En 1989, vous avez fêté votre dernier grand triomphe en remportant votre deuxième Tour de Suisse.
À l'époque, je roulais pour l'équipe belge Domex-Weinmann. Thomas Wegmüller faisait également partie de cette équipe. Lors de la deuxième étape, je lui ai dit de rouler comme un diable. Il l'a donc fait et je me suis accroché derrière. Alors que nous avions une dizaine de minutes d'avance, le patron du Tour, Sepp Vögeli, est venu nous voir en voiture et nous a simplement dit: «Wegmüller, arrêtez, vous allez gâcher tout le Tour et le suspense». La neuvième étape était également amusante.
Que s'est-il passé?
La veille, nous étions assis à l'hôtel à Tenero et nous avons discuté de ce que nous allions faire demain. Wegmüller a proposé d'attaquer dès le Gothard. Son objectif était d'avoir onze minutes d'avance en haut, afin qu'il puisse ensuite passer la Furka et m'aider en Valais. Je pensais que ce n'était pas possible, mais Wegmüller avait effectivement 10:30 minutes d'avance au col du Gothard. J'ai ensuite attaqué à la Furka et Wegmüller m'attendait en bas à Gletsch, tranquille dans un jardin en train de se reposer! Notre plan a parfaitement fonctionné et j'ai remporté le Tour de Suisse pour la deuxième fois. Quelque chose qui est devenu important par la suite s'est également produit cette année-là.
Quoi?
Lors de la cérémonie de remise des prix après l'étape d'Arosa, Robert A. Jeker, le chef du Crédit Suisse de l'époque, m'a enfilé le maillot de leader. A cette occasion, il m'a dit: «Si jamais vous avez un problème, venez me voir».
Je devine où vous voulez en venir. Peu de temps après, vous avez eu un sérieux problème. Votre frère avait détourné de l'argent, vous entraînant ainsi, vous et vos économies, dans le gouffre sans que vous en soyez responsable.

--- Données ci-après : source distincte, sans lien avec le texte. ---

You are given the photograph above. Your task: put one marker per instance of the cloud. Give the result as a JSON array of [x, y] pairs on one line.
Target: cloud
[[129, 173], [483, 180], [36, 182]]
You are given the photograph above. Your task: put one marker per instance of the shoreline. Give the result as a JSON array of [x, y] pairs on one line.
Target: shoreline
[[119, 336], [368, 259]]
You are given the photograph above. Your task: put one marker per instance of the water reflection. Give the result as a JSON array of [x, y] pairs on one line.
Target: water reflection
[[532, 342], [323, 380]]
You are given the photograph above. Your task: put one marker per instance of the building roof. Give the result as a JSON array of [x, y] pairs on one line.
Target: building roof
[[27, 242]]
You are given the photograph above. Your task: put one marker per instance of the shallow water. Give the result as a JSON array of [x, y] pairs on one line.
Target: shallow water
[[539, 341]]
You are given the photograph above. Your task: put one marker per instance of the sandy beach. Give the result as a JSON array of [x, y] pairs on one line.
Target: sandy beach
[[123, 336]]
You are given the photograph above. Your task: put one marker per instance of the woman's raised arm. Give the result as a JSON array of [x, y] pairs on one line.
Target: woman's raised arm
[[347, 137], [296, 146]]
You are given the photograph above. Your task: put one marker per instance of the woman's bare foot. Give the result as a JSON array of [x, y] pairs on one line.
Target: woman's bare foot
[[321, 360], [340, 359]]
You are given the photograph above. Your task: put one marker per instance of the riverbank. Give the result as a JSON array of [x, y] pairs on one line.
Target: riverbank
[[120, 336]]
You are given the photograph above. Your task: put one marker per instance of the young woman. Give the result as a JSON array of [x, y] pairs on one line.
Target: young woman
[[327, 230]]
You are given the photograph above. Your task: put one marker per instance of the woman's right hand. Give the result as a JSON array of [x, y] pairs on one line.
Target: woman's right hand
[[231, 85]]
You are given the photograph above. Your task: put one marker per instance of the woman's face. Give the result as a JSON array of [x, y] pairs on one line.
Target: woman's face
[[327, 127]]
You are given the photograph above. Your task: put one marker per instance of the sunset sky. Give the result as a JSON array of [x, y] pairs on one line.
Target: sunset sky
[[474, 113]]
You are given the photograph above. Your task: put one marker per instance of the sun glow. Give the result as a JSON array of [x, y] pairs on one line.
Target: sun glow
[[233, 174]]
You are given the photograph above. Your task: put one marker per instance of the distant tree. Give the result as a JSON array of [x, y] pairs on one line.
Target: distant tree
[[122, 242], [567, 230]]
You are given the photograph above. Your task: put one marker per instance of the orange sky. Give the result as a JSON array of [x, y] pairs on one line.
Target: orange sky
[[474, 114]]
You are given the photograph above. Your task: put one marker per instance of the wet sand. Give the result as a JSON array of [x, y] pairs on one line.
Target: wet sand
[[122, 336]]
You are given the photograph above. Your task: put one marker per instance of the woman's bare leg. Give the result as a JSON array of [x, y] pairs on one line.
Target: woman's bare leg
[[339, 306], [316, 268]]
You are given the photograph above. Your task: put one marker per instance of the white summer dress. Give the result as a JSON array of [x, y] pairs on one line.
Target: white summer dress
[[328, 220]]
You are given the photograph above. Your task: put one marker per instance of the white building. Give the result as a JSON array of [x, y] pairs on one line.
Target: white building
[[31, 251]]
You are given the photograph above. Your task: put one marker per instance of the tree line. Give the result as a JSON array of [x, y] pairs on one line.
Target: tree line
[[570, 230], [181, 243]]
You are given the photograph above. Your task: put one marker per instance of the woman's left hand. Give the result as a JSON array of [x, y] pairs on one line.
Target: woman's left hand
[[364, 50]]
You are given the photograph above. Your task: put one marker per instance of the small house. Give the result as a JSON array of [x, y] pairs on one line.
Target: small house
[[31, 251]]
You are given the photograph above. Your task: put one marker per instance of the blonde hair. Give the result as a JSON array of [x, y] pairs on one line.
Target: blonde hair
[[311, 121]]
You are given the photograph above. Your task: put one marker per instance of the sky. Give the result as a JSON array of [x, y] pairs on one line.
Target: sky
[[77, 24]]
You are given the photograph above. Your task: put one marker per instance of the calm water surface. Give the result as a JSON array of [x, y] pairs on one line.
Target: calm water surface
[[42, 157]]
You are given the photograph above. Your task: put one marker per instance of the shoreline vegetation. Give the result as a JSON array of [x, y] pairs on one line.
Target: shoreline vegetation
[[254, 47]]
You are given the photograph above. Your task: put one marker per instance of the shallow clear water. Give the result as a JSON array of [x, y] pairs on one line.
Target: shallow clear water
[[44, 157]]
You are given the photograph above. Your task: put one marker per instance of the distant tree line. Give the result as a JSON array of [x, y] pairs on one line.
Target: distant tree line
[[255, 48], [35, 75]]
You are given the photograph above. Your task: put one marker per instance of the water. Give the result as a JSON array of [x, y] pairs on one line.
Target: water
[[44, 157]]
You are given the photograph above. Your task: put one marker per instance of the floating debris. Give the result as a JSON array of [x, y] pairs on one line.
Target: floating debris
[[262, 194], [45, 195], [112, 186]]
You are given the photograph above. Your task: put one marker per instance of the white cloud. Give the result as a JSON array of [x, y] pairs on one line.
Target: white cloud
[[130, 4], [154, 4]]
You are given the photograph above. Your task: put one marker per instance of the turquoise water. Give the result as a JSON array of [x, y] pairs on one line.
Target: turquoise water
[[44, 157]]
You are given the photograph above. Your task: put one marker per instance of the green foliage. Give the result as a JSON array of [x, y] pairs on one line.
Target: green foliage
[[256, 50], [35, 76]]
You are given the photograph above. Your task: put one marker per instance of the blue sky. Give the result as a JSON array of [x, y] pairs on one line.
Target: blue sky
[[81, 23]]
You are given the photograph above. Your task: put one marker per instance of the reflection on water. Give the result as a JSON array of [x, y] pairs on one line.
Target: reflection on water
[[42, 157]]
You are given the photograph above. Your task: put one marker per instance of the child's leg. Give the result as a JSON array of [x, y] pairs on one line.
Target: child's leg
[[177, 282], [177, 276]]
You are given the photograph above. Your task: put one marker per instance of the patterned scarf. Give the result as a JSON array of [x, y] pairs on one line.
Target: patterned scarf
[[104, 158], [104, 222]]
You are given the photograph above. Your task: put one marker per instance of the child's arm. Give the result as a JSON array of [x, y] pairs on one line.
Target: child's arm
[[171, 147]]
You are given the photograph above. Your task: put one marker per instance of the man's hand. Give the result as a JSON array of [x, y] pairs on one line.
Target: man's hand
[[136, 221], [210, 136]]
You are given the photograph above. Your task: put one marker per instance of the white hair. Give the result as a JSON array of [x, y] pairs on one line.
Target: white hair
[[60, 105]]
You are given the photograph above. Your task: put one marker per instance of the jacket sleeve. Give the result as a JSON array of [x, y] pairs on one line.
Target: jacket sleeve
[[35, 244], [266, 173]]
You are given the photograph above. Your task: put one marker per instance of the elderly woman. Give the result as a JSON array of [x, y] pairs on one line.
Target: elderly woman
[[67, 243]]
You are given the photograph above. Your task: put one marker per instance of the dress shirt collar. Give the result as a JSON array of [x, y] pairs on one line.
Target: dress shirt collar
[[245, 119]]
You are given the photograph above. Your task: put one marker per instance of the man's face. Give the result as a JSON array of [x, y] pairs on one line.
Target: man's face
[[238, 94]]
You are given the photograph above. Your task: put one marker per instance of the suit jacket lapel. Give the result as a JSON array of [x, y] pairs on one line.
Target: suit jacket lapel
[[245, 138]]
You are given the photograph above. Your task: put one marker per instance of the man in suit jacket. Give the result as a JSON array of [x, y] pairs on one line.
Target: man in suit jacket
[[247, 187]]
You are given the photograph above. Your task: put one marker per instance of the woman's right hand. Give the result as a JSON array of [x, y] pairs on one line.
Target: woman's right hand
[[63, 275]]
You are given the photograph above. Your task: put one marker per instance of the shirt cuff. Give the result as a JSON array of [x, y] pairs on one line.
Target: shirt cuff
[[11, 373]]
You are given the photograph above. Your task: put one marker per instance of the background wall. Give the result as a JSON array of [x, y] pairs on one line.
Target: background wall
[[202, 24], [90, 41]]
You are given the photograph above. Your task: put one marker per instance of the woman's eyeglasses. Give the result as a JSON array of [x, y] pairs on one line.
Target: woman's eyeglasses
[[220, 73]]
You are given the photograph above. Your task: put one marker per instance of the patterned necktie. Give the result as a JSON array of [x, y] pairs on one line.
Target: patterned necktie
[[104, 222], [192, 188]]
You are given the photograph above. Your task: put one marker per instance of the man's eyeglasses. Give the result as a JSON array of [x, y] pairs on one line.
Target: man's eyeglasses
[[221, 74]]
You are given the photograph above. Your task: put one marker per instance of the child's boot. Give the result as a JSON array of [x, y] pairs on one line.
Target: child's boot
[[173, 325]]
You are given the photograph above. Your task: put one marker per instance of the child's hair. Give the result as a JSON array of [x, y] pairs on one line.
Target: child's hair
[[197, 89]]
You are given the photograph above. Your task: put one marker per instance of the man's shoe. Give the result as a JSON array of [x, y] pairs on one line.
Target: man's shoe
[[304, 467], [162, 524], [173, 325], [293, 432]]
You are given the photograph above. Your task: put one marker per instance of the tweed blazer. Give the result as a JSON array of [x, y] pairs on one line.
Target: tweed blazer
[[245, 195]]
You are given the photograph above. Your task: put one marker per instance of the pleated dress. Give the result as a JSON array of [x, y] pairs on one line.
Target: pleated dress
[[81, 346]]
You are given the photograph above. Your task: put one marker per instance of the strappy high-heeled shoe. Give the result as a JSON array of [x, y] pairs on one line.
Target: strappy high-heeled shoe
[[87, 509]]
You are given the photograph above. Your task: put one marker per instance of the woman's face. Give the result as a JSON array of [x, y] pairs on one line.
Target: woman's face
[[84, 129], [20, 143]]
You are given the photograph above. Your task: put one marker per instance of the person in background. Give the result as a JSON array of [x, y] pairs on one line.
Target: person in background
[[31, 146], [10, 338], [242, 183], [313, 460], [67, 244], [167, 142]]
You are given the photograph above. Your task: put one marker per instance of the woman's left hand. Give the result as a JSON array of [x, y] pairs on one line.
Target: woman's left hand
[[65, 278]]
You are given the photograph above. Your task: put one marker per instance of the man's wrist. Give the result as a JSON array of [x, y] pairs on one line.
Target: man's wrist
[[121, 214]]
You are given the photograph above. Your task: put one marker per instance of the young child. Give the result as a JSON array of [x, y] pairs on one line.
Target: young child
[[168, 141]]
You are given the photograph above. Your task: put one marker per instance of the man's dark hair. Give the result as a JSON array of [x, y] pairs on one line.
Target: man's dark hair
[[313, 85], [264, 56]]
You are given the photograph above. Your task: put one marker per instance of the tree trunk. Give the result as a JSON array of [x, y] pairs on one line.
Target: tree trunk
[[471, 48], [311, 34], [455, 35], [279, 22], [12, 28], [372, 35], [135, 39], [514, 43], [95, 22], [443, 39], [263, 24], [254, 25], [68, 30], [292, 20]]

Comme je l'ai dit au début, je ne veux plus en parler, mais juste ceci: lorsque le problème est apparu, j'ai réussi à obtenir un rendez-vous chez Jeker via l'ancien conseiller fédéral Kurt Furgler. Je me suis donc rendu à la Paradeplatz à Zurich. Je n'avais encore jamais vu un tel bureau, une salle de gym est ridicule en comparaison. A un moment donné, la porte s'est ouverte et Monsieur Jeker est entré sans même dire bonjour. Il a juste dit: «Vous n'avez aucune chance sur le plan juridique. Vous devez oublier tout cela, ce n'est qu'un demi-million». Je lui ai répondu: «Si vous ne l'avez pas, un demi-million, c'est beaucoup».
Avez-vous pardonné à votre frère?
Très vite. Il a continué à nettoyer les vélos après, pendant les courses de cross. Récemment, il est d'ailleurs retourné vivre chez notre mère. Il s'occupe merveilleusement bien d'elle.
Vous avez souvent dit que vous ne saviez pas dire non. Est-ce là votre principal problème?
Oui, je suis beaucoup trop gentil. Je ne sais pas non plus pourquoi c'est ainsi. Peut-être parce que je ne veux pas faire de bruit et que je préfère éviter la confrontation. Parfois, j'ai l'impression de vivre sur la mauvaise planète.
Un jour, vous êtes devenu comédien. Parce que là aussi, vous n'avez pas dit non?
Oui, c'est ça. Monter sur scène a été la plus grosse erreur de ma vie. Du coup, je n'ai plus été pris au sérieux en Suisse.
Comment en est-on arrivé là?
Claus Scherer, le manager de Kliby et Caroline, m'a dit un jour: «Comédien, ce serait bien pour toi». Et comme j'avais besoin d'argent, j'ai dit oui. C'est surtout vous, à Blick, qui m'avez ensuite rabaissé, bien que j'aie fait près de 700 apparitions et que de nombreuses personnes y aient pris plaisir. Je n'ai pas échoué, comme vous l'avez toujours prétendu.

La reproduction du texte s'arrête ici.